Mientras otros tentáculos de la organización de espionaje de alcance mundial se dedicaban a derribar gobiernos elegidos democráticamente, a proporcionar servicios de inteligencia y financiación a dictadores fascistas y a apoyar escuadrones de la muerte de extrema derecha, el escuadrón parisino de la CIA recogía información sobre el giro hacia la derecha que estaba teniendo lugar en el mundo y que beneficiaba directamente a la política exterior de EE.UU. Los intelectuales simpatizantes de la izquierda de la posguerra fueron abiertamente críticos con el imperialismo estadounidense. La influencia en los medios de comunicación que ejercía la crítica marxista sin pelos en la lengua de Jean Paul Sartre y su notable papel –como fundador de Libération– a la hora de revelar la identidad del responsable de la CIA en París y de docenas de agentes encubiertos fue seguida de cerca por la Agencia y considerada un grave problema.

Por el contrario, el ambiente antisoviético y antimarxista de la emergente era neoliberal sirvió para desviar el escrutinio público y proporcionó una excelente excusa para las guerras sucias de la CIA, al “dificultar en extremo cualquier oposición significativa de las élites intelectuales a las políticas estadounidenses en América Central, por ejemplo” […]

Este es el contexto en el que los mandarines enmascarados elogian y apoyan la incesante crítica que una nueva generación de pensadores antimarxistas como Bernard-Henri Levy, André Glucksmann y Jean-François Revel desencadena contra “la última camarilla de eruditos comunistas” (compuesta, según los agentes anónimos, por Sartre, Barthes, Lacan y Louis Althuser). Dada la inclinación izquierdista de aquellos antimarxistas en su juventud, constituyen el modelo perfecto para construir las narrativas falaces que fusionan una pretendida evolución política personal con el avance continuo del tiempo, como si la vida individual y la historia fueran simplemente una cuestión de “evolución” y de reconocer que la transformación social igualitaria es algo del el pasado, personal e histórico […]

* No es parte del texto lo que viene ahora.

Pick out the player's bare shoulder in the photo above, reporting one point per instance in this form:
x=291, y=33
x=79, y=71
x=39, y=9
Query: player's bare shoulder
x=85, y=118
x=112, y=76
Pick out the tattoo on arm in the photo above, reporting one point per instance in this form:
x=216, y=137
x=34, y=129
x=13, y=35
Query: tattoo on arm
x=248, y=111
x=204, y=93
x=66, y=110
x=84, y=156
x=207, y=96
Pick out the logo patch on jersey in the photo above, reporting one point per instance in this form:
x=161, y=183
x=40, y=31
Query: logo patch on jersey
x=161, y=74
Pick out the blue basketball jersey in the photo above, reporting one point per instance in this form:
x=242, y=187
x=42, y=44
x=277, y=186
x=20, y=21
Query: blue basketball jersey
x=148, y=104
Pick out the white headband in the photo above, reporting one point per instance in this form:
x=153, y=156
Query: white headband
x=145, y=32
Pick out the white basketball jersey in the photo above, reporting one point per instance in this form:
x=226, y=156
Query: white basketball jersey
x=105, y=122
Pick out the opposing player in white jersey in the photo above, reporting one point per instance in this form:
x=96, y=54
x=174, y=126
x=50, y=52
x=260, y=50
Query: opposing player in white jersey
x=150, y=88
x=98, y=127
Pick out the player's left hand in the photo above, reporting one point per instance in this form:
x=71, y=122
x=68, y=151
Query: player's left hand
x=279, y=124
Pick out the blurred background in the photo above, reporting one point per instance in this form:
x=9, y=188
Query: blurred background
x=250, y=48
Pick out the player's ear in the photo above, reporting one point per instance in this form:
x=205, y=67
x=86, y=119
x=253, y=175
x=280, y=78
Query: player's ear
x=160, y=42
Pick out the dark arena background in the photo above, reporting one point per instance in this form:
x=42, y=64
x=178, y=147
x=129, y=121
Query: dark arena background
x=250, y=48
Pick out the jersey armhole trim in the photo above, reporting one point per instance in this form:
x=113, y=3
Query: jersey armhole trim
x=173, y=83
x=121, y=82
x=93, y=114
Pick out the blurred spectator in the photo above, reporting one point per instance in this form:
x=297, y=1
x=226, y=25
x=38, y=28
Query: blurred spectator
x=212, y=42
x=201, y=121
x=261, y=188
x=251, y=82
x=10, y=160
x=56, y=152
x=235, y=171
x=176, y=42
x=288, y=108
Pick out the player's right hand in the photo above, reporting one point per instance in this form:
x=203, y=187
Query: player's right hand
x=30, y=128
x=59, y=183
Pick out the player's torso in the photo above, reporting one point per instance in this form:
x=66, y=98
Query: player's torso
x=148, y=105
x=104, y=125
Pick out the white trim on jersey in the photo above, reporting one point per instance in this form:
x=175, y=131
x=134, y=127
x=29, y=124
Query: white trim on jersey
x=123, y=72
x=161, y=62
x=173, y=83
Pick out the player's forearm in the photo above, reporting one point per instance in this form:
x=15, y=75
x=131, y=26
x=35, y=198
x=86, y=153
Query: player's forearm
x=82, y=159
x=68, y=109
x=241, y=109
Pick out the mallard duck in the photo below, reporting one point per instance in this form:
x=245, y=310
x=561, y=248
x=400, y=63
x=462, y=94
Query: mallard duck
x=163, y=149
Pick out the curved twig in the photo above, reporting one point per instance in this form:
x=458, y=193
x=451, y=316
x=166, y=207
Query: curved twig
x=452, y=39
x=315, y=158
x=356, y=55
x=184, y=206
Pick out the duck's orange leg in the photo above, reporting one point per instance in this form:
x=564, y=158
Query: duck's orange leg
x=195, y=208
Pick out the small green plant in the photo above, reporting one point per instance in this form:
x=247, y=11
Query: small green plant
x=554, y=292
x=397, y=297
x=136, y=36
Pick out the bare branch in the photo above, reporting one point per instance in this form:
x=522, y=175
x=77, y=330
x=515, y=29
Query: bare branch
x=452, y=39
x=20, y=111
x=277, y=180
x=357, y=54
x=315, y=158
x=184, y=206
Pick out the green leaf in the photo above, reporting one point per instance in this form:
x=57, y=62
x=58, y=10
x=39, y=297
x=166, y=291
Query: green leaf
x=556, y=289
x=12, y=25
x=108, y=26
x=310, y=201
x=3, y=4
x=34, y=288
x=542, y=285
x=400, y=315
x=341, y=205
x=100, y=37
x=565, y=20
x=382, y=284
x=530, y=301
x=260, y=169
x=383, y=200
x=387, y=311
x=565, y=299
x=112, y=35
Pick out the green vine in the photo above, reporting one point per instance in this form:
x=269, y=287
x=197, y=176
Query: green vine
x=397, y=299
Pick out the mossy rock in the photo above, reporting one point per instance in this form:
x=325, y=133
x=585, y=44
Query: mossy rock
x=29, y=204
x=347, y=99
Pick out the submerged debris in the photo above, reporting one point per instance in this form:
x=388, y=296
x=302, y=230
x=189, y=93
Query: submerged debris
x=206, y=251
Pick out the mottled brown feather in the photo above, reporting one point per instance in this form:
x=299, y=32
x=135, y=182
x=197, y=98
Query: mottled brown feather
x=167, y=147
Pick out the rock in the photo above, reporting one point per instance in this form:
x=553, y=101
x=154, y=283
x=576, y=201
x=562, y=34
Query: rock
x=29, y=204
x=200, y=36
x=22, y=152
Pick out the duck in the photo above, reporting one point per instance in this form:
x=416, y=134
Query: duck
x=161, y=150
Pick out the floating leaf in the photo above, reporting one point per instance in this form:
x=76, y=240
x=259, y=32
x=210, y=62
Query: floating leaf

Es en este contexto donde debemos situar la afición de la agencia de inteligencia por las narrativas de conversión y su profundo aprecio por los “marxistas reformados”, un leitmotiv transversal al informe de investigación sobre los teóricos franceses. “A la hora de socavar el marxismo –escriben los agentes infiltrados– son aún más eficaces aquellos intelectuales convencidos, dispuestos a aplicar la teoría marxista en las ciencias sociales, pero que acaban por rechazar toda la tradición marxista”. Citan en particular la enorme contribución realizada por la Escuela de los Annales, de historiografía y estructuralismo –especialmente Claude Lévi-Strauss y Foucault– a la “demolición crítica de la influencia marxista en las ciencias sociales”. Foucault, a quien se refieren como “el pensador francés más profundo e influyente”, es especialmente aplaudido por su elogio de los intelectuales de la Nueva Derecha, cuando recuerda a los filósofos que “la teoría social racionalista de la Ilustración y la era Revolucionaria del siglo XVIII ha tenido consecuencias sangrientas”. Aunque sería un error echar por tierra las políticas o los efectos políticos de cualquiera basándose en una sola posición o resultado, el izquierdismo antirrevolucionario de Foucault y su perpetuación del chantaje del Gulag –es decir, la afirmación de que los movimientos expansivos radicales que pretenden una profunda transformación social y cultural solo resucitan la más peligrosa de las tradiciones– están perfectamente en línea con las estrategias generales de guerra psicológica de la agencia de espionaje […]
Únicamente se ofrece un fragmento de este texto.